Over a nine year period, Wells Fargo Advisors and Wells Fargo Advisors Financial Network failed to properly perform a required identity verification process on approximately 220,000 new client accounts, regulators said. When imposing the fine, FINRA said it took into account that the firm discovered the issue, reported it and took actions to correct the problem.

Without admitting or denying the charges, the two units consented to FINRA's findings, according to the agency.

A Wells Fargo spokeswoman declined to comment.

Broker-dealers are obligated to maintain a client identification program as part of anti-money laundering compliance requirements, according to FINRA. The agency said the Wells Fargo system contained a design flaw that sometimes recycled old client identification information for new client accounts, meaning that required identification checks were not performed on new accounts.

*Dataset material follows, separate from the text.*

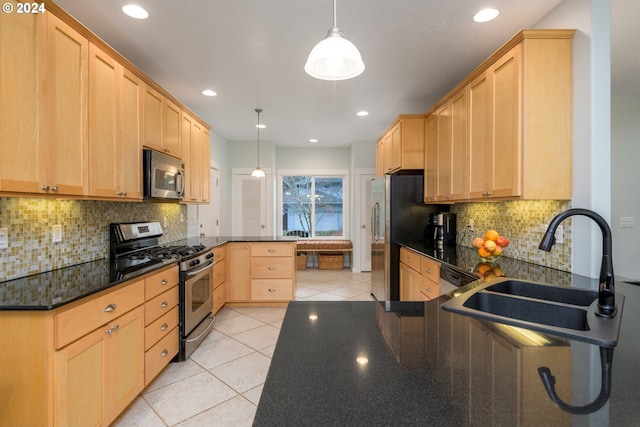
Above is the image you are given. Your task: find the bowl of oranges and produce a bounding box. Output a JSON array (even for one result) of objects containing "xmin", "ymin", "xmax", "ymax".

"While the firms eventually discovered the flaw in their own systems, it took far too long, resulting in hundreds of thousands of accounts to open and often close without the required identification process ever taking place," Brad Bennet, FINRA's chief of enforcement, said in a statement.

FINRA also said that approximately 120,000 accounts that were not subjected to identity verification procedures were closed before the firms were aware of the design flaw.

This was not the largest fine that FINRA has imposed for anti-money laundering compliance failures. In February, FINRA ordered Brown Brothers Harriman to pay a record $8 million fine for its "failure to have an adequate anti-money laundering program in place to monitor and detect suspicious penny stock transactions."